I no longer rise in darkness, wrapped in the thick blackness of winter. And now, my bedtime creeps later and later into the evening as I seek the light, repositioning myself around my deck and yard to catch those final streams before the cool air or dinner time calls me inside.

In the north country, daylight now works in our favor. While the spring weather has yet to settle herself fully in the Flathead Valley, the daylight hours are increasing and I couldn’t be happier. While I’m not so happy that on this first day of May I awoke to a skiff of snow on the deck and topping the trees, I relish that when I awoke around 6, the day had begun. Out of the darkness we rise and into the light. Warmer temperatures will come (July 1, usually…) and I have to admit, since I do have a penchant for drama, that I like spring’s fury.
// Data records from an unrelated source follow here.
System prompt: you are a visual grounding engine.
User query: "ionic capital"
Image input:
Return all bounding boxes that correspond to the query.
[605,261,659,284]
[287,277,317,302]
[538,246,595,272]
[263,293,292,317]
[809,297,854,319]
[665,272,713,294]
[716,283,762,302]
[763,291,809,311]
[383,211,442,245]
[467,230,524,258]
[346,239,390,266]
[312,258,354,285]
The past two days in the Flathead Valley have been a furious cycle–mythical and legendary–of weather. From quarter-sized snowflakes blowing sideways to the gusts of wind tearing down branches to pellets of rain, and then, as if exhausted from the thrash of intense weather, sunlight appears, illuminating the dark clouds like lightening. The world looks  golden. The contrast between dark and light is so ever-present that it didn’t take me long to wonder why legends of gods were first told on awe-inspired tongues. Then, the snow would come again and bring with it the blasts of wind. Rinse, repeat. Over and over again.

For me, as I’m apt to seek out metaphors, this battle between winter and spring is much like the interior battle I tested and toyed with. Months ago, when we slid into the darkness of November, I had to cling to the hope of a snowflake. So what if I’m in bed by 7:30pm by Thanksgiving? The darkness has lulled me into hibernation, contemplation, rumination. Snow came and I was joyful. Playful again (not clinging to my covers or lost in the pages of a book for days on end).
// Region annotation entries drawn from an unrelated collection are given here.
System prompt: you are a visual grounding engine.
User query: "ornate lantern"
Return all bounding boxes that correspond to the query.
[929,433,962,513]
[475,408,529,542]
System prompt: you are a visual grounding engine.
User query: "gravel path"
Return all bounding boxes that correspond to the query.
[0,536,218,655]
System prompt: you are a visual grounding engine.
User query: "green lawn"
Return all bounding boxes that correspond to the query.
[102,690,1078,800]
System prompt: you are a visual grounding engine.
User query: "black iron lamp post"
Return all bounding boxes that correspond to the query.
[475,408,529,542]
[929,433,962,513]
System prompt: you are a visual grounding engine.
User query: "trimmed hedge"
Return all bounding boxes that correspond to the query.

Then I had a ski accident and spent the month of March on my back, looking at my ceiling and hoping for spring. Hoping for the ease of pain. Hoping for health and strength. I knew spring would come, just as I knew my body would heal. But it didn’t make me any less angry, sad or frustrated.

So as I’ve watched the weather surge and quarrel, it reflects my own release from winter to spring. I was so mad about my ski wreck, about my performance at the National Championships that I had enough hot air to create a windstorm. I would have blown down more than branches. I was so frozen in pain that snowflakes didn’t bother me. Give me ice.
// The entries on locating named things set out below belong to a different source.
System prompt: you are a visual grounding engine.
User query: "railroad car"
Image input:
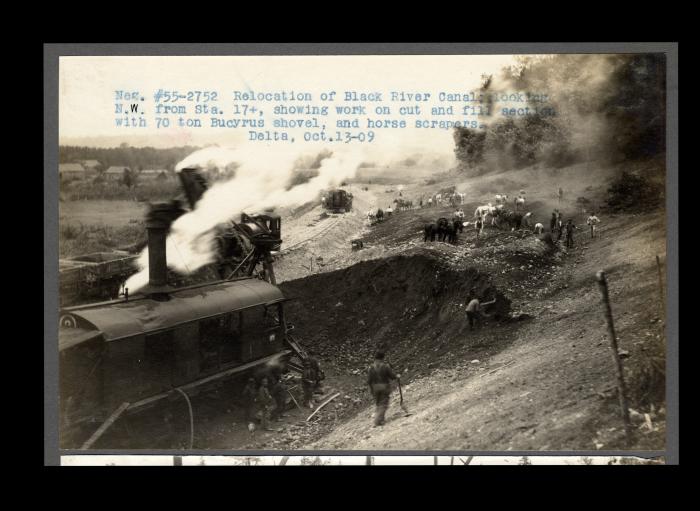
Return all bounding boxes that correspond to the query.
[321,189,353,213]
[58,206,306,448]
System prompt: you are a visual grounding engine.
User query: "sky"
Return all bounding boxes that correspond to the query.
[59,55,513,152]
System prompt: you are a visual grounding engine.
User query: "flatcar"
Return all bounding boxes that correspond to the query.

And yet, I found meaning in lying still. In basking in the warmth of sunshine–the rays of the self that emerge in healing, if you allow them to send ribbons of light into your heart. If you allow yourself to surrender to the injury, to ask for help, and to give yourself the time to heal.

So the drama of the seasons continues and it’s with such energy that I just have to marvel at its force and determination. Winter doesn’t want to give up, I get that. Spring wants to arrive on the scene, and oh how I want that.

I catch myself when I begin to think in very black and white and either or terms. It’s either got to be one way or the other. Who wants to live like that, at such drastic ends of the spectrum? In observing the weather, I’m learning to embrace the snow and cold with the sun and warmth in the very same hour. I can feel both anger and joy in the very same hour. And I know that the anger will pass, light and heat will come and soften my ground, and give rise to new growth.